The attack surface for this vulnerability extends beyond traditional mobile device threats to encompass automotive cybersecurity concerns, particularly within the context of the automotive cybersecurity framework defined by ISO/SAE 21434 and the automotive cybersecurity maturity model. Attackers could leverage this vulnerability through malicious DRM content or by compromising legitimate applications that interact with the DRM subsystem, potentially gaining access to the trusted execution environment where sensitive cryptographic operations and secure key storage occur. The exploitation requires understanding of the underlying Snapdragon architecture and the specific DRM implementation details, making it a sophisticated target for advanced persistent threats. Organizations implementing these platforms in automotive environments must consider the implications for vehicle security, as this vulnerability could enable attackers to compromise critical vehicle systems that rely on secure DRM for content protection and authentication.
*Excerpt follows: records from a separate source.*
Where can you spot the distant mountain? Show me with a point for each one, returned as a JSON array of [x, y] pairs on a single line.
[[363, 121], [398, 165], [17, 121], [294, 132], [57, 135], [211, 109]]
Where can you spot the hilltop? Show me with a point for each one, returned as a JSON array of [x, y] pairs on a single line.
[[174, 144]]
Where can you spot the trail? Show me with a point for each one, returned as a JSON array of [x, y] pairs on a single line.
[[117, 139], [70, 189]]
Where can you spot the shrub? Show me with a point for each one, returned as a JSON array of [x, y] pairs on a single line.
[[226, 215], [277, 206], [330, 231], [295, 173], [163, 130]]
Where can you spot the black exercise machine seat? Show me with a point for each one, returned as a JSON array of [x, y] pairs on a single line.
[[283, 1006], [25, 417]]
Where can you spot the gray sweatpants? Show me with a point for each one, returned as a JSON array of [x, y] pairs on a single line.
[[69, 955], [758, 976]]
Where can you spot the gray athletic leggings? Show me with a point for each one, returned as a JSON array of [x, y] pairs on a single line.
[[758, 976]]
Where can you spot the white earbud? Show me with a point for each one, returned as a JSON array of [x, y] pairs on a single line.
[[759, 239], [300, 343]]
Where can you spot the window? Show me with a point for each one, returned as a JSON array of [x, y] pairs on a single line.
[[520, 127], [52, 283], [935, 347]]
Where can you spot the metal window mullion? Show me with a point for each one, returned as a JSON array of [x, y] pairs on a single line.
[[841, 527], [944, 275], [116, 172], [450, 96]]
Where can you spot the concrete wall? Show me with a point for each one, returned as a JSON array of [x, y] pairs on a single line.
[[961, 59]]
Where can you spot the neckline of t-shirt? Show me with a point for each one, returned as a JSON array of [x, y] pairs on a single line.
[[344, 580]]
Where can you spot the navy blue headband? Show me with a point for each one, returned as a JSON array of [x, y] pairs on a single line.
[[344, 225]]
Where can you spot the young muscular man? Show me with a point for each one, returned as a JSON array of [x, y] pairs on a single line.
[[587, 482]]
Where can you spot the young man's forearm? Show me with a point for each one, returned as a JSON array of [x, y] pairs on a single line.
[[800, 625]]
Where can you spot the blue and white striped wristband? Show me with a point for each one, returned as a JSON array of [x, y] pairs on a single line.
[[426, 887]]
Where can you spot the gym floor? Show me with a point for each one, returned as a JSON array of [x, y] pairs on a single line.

The vulnerability's presence in multiple generations of Snapdragon processors indicates a systemic issue within Qualcomm's DRM implementation approach, suggesting that similar flaws might exist in other components of the trusted execution environment.
Mitigation strategies for this vulnerability should include immediate firmware updates from device manufacturers, implementation of runtime protections such as stack canaries and address space layout randomization, and enhanced monitoring of DRM subsystem operations. Organizations should conduct comprehensive security assessments of their automotive systems to identify potential exploitation paths and implement network segmentation to limit the impact of successful attacks. The vulnerability highlights the importance of proper error handling practices within secure execution environments and the need for adherence to secure coding standards such as those outlined in the CERT Secure Coding Standards. Additionally, the issue underscores the necessity of robust threat modeling and security testing for automotive cybersecurity frameworks, particularly when integrating third-party trusted applications into vehicle systems. Regular security audits and vulnerability assessments should be conducted to identify similar issues within other components of the automotive software stack, as the presence of this flaw suggests potential architectural weaknesses in Qualcomm's secure application implementation that may affect other system components.